「早く男の子を産め!」
クセが強い面々が繰り広げるドラマ『やんごとなき一族』(フジテレビ系、木曜22時)が最終回を迎えようとしている。中でも一番のくせ者は石橋凌演じる父の圭一だろう。一族以外は見下し、嫁を人とも思わないその横暴ぶりもさることながら、女児を産んだ佐都(土屋太鳳)に冒頭のように言い放ったのだ。これに対してSNS上では、
《長男教かよ》、《長男(尾上松也)の育て方間違ってる》
などといった声があがっている。
今、長男教という言葉が再び注目を集めている。
「長男教というのは男児だけを可愛がる家庭のことです。戦前は第1子の男児を可愛がるのを長男教と呼びましたが、今はちょっと違います。娘よりも弟や兄ばかり可愛がる母親、という意味で広がっていますね。『発言小町』や『Yahoo!知恵袋』でも相談が繰り広げられています。

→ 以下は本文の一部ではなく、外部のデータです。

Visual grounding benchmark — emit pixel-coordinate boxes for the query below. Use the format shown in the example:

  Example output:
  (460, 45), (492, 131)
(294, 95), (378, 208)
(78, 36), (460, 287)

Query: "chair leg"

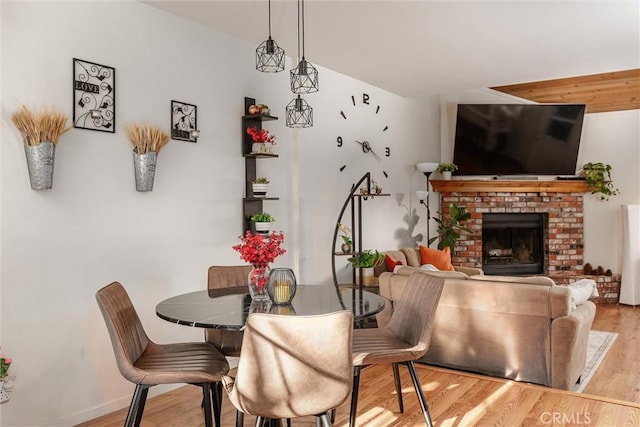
(391, 363), (404, 414)
(349, 366), (362, 427)
(316, 412), (333, 427)
(202, 383), (213, 427)
(124, 384), (148, 427)
(211, 382), (222, 427)
(406, 361), (433, 427)
(236, 411), (244, 427)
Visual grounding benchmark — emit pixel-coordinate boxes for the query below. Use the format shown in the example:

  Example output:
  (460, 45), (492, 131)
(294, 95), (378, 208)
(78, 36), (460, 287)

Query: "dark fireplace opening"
(482, 213), (546, 275)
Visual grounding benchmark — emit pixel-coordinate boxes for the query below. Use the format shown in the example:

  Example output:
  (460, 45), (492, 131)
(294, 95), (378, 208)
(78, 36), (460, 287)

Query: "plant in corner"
(580, 162), (620, 201)
(429, 203), (471, 255)
(347, 249), (384, 268)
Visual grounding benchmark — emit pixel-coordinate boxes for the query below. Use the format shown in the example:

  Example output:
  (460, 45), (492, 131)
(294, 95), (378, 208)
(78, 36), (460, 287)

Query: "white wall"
(441, 89), (640, 273)
(0, 1), (439, 426)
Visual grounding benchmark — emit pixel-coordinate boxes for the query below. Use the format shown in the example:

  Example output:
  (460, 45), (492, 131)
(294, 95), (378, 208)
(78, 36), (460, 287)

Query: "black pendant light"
(256, 0), (284, 73)
(286, 95), (313, 128)
(291, 0), (320, 93)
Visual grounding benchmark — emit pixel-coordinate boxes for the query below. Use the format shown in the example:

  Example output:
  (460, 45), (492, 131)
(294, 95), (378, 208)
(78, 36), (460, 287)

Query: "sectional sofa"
(377, 248), (596, 390)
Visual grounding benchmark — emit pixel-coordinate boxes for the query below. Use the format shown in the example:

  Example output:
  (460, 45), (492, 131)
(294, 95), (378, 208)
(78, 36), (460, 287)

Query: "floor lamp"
(416, 162), (438, 247)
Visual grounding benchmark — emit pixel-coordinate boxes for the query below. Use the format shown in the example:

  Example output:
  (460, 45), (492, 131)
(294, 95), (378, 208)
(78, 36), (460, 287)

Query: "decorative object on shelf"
(580, 162), (620, 201)
(232, 231), (286, 301)
(171, 101), (200, 142)
(267, 268), (297, 305)
(0, 353), (15, 403)
(290, 0), (320, 94)
(286, 95), (313, 128)
(251, 212), (276, 234)
(416, 162), (438, 246)
(125, 125), (170, 191)
(437, 162), (458, 180)
(251, 176), (269, 197)
(11, 105), (69, 190)
(256, 0), (284, 72)
(73, 58), (116, 133)
(338, 223), (353, 254)
(247, 127), (276, 154)
(428, 203), (471, 255)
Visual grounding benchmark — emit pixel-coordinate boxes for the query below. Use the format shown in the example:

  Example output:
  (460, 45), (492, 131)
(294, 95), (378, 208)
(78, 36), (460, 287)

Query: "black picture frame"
(73, 58), (116, 133)
(171, 100), (200, 142)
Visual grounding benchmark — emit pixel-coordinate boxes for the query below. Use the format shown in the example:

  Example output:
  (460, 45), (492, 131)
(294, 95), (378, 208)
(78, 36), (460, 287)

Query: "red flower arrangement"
(232, 231), (287, 268)
(247, 127), (276, 145)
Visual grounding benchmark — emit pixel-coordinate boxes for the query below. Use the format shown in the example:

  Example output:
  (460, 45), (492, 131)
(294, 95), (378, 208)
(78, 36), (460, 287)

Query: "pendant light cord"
(269, 0), (271, 38)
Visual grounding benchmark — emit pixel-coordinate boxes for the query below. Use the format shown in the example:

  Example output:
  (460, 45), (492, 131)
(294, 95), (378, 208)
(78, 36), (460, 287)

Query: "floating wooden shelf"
(429, 179), (589, 193)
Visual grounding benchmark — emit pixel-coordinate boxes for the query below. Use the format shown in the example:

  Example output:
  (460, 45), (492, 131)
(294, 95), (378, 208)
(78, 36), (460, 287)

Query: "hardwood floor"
(80, 304), (640, 427)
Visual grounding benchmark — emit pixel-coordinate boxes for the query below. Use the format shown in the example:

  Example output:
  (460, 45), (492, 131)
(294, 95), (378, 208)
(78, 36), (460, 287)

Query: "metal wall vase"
(133, 148), (158, 191)
(24, 142), (56, 190)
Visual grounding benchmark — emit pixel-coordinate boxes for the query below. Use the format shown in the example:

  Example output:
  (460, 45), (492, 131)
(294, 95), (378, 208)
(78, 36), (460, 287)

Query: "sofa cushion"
(471, 274), (556, 286)
(419, 245), (454, 271)
(400, 248), (422, 267)
(384, 254), (402, 271)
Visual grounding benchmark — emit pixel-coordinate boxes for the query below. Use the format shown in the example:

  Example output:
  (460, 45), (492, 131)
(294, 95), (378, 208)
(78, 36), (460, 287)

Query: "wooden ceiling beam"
(491, 68), (640, 113)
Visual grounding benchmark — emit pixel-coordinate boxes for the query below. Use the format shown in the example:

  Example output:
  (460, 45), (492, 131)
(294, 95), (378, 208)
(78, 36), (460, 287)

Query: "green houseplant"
(429, 203), (471, 255)
(581, 162), (620, 201)
(347, 249), (384, 268)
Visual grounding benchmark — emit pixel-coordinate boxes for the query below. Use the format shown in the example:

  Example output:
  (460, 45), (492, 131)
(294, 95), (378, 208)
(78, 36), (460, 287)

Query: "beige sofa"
(377, 249), (596, 389)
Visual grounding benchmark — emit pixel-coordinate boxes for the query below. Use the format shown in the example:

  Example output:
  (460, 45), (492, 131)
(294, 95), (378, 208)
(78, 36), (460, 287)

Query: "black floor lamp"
(416, 162), (438, 247)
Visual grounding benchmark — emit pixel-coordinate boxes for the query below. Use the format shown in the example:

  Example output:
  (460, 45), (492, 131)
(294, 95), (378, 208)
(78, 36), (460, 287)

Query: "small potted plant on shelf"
(251, 212), (276, 234)
(580, 162), (620, 201)
(251, 176), (269, 197)
(436, 162), (458, 180)
(429, 203), (471, 255)
(247, 127), (276, 154)
(338, 223), (353, 254)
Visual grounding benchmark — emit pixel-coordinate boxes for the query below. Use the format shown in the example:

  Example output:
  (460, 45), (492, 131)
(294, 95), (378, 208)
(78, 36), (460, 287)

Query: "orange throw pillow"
(384, 255), (402, 273)
(419, 245), (455, 271)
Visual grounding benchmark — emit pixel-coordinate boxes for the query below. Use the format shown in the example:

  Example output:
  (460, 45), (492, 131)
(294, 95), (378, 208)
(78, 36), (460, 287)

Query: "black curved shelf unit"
(242, 97), (279, 234)
(331, 172), (390, 291)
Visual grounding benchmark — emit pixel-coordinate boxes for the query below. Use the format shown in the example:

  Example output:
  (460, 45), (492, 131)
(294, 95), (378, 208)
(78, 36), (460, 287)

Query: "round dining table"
(156, 285), (385, 330)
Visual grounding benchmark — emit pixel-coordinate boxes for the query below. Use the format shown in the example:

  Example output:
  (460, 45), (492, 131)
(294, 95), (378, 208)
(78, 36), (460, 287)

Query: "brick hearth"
(431, 180), (620, 302)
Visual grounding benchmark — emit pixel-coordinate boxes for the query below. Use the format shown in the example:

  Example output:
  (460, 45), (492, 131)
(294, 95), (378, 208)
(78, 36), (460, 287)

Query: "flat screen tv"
(453, 104), (585, 176)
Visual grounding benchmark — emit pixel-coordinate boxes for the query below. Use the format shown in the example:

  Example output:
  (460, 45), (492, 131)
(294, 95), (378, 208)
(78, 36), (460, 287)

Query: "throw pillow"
(419, 245), (455, 271)
(384, 255), (402, 271)
(569, 279), (599, 309)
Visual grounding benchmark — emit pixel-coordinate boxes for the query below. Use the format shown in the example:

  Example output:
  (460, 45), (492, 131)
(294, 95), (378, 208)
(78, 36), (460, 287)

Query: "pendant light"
(291, 0), (319, 93)
(256, 0), (284, 73)
(286, 95), (313, 128)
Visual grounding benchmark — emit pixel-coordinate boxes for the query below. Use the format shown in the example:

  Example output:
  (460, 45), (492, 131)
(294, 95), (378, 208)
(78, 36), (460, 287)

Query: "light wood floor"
(81, 305), (640, 427)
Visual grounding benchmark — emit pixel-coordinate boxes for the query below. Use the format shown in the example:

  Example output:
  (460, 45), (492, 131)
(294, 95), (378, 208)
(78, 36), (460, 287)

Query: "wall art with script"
(73, 58), (116, 133)
(171, 101), (200, 142)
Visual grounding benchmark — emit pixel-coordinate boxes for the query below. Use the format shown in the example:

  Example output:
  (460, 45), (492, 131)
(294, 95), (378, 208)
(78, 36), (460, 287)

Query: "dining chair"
(349, 271), (444, 427)
(204, 265), (251, 357)
(96, 282), (229, 427)
(222, 311), (353, 427)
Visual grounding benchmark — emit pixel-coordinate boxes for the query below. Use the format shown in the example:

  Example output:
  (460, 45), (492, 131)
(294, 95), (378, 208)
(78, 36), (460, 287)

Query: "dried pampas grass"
(11, 105), (69, 145)
(125, 125), (170, 154)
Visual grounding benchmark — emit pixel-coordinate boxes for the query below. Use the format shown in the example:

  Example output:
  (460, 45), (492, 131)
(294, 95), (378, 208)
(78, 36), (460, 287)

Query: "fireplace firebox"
(482, 213), (546, 275)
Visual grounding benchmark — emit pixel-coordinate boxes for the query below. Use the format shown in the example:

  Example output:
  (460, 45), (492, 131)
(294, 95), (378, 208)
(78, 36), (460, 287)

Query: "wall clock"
(336, 93), (391, 178)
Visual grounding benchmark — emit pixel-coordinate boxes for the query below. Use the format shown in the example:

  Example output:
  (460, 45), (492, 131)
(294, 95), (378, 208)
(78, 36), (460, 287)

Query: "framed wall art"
(73, 58), (116, 133)
(171, 101), (200, 142)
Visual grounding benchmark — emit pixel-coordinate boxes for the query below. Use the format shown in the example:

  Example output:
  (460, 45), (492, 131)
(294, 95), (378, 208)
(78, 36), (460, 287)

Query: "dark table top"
(156, 285), (385, 330)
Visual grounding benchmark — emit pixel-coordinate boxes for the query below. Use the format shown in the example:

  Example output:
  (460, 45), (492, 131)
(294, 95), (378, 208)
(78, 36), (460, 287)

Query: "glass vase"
(267, 268), (296, 304)
(249, 265), (271, 301)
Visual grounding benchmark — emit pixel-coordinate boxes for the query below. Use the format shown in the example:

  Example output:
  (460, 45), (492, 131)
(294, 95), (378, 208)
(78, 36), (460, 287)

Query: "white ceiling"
(145, 0), (640, 97)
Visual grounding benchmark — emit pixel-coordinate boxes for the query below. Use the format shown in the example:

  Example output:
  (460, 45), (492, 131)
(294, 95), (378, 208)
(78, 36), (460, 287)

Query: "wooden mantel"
(429, 179), (589, 193)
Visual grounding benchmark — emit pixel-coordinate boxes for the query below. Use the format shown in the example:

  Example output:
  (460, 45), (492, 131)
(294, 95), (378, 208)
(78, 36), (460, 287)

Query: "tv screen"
(453, 104), (585, 175)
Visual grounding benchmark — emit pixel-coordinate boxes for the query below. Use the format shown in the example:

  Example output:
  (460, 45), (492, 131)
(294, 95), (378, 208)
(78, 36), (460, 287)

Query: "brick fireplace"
(430, 180), (620, 302)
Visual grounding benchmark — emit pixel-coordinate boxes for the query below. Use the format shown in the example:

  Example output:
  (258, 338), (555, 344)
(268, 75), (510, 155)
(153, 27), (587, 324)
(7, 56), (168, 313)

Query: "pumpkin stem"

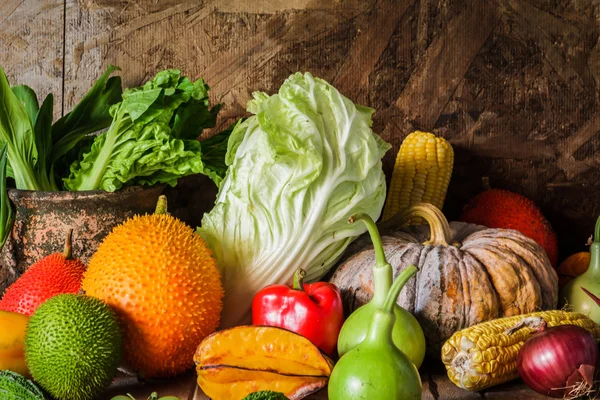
(382, 264), (419, 313)
(386, 203), (451, 246)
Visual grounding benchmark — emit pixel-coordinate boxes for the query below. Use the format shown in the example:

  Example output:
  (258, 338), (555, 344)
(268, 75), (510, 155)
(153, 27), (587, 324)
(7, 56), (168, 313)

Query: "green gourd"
(559, 217), (600, 324)
(0, 370), (46, 400)
(328, 265), (422, 400)
(338, 214), (426, 368)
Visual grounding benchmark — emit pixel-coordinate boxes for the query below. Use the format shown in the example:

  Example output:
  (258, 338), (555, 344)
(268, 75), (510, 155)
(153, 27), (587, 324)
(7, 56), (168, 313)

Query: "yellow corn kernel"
(383, 131), (454, 224)
(442, 310), (600, 391)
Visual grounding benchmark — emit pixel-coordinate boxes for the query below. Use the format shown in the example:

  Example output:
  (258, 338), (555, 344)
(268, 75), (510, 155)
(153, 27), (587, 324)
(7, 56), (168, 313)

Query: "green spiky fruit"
(25, 294), (122, 400)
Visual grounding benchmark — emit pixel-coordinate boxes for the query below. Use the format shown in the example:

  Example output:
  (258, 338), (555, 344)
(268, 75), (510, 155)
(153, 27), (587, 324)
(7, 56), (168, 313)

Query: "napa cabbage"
(199, 73), (390, 327)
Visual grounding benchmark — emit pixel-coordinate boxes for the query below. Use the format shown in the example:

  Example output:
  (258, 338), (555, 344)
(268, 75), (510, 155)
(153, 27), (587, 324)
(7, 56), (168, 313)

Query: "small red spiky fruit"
(0, 229), (86, 315)
(460, 189), (558, 268)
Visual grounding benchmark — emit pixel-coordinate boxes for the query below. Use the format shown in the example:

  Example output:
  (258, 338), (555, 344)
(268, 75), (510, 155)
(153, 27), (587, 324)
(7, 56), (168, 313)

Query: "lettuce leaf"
(198, 73), (390, 327)
(64, 70), (224, 192)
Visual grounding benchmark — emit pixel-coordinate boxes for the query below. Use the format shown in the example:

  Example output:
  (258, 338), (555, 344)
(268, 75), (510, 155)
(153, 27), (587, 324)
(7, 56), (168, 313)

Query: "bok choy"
(64, 70), (226, 192)
(199, 73), (390, 327)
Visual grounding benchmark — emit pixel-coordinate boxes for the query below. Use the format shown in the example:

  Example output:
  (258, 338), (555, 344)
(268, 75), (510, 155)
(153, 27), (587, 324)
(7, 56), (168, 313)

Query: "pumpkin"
(330, 203), (558, 355)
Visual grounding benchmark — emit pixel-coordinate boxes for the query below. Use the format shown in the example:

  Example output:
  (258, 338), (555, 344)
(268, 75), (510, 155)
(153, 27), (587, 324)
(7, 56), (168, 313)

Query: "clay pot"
(0, 186), (164, 295)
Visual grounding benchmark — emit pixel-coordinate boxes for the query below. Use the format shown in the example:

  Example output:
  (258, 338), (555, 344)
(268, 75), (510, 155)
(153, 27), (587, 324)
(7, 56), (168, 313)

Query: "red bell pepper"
(252, 269), (344, 355)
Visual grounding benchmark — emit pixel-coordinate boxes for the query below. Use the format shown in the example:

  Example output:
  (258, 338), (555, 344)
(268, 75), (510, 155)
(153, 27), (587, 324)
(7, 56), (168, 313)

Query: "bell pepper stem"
(383, 264), (419, 313)
(154, 194), (167, 215)
(292, 268), (306, 292)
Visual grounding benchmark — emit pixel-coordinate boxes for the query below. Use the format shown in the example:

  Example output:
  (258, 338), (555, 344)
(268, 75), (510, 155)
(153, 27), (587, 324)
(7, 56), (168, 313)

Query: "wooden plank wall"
(0, 0), (600, 256)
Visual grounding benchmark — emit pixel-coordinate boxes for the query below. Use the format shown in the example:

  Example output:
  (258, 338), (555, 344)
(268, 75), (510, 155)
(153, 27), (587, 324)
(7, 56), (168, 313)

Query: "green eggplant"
(559, 217), (600, 324)
(328, 265), (422, 400)
(338, 214), (426, 368)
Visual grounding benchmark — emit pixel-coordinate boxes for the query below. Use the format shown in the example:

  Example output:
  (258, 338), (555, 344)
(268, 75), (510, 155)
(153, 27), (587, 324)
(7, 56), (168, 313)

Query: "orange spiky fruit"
(82, 196), (224, 378)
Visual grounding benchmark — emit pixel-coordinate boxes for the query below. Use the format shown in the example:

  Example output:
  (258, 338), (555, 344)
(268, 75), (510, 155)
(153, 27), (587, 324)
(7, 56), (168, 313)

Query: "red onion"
(517, 317), (598, 398)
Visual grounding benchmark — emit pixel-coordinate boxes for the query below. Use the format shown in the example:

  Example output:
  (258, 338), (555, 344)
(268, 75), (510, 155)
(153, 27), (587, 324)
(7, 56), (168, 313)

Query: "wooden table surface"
(102, 371), (549, 400)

日本には家父長制度があったことで、昔から男児信仰が強い。名字=家を継ぐという考え方のため、男児が優遇されるという風習がありました。少しずつ薄れつつある傾向だったのですが、少子化が深刻になった影響からなのか、再び長男教が増えているように思います」
とは、ジェンダー問題に詳しいジャーナリスト。
「長男教の家庭に育った男性は不幸だと思います」
とズバリ指摘するのは、ストーカー案件を多く抱える弁護士。
「母親が姉や妹よりも息子を優先するものだから基本的に女性を下に見てしまいがち。さらに家族が持ち上げることで根拠のない自信がついてしまい自分を好きにならない女性を敵視し、ストーカーなどの極端な行為に発展することもあります」
実際に長男教の被害者が被害を告発してくれた。
初対面で覚えた違和感
都内在住の京子さん(仮名・37歳)は今、ある裁判の真っただ中にいる。原告は京子さん。ある男からのつきまとい行為に悩み、刑事告発したのだ。被害に遭ったのは日本でコロナ感染が広がる直前の2019年の冬。マッチングアプリで出会った緒方(仮名・41歳)という男性に執拗につきまとわれたのだ。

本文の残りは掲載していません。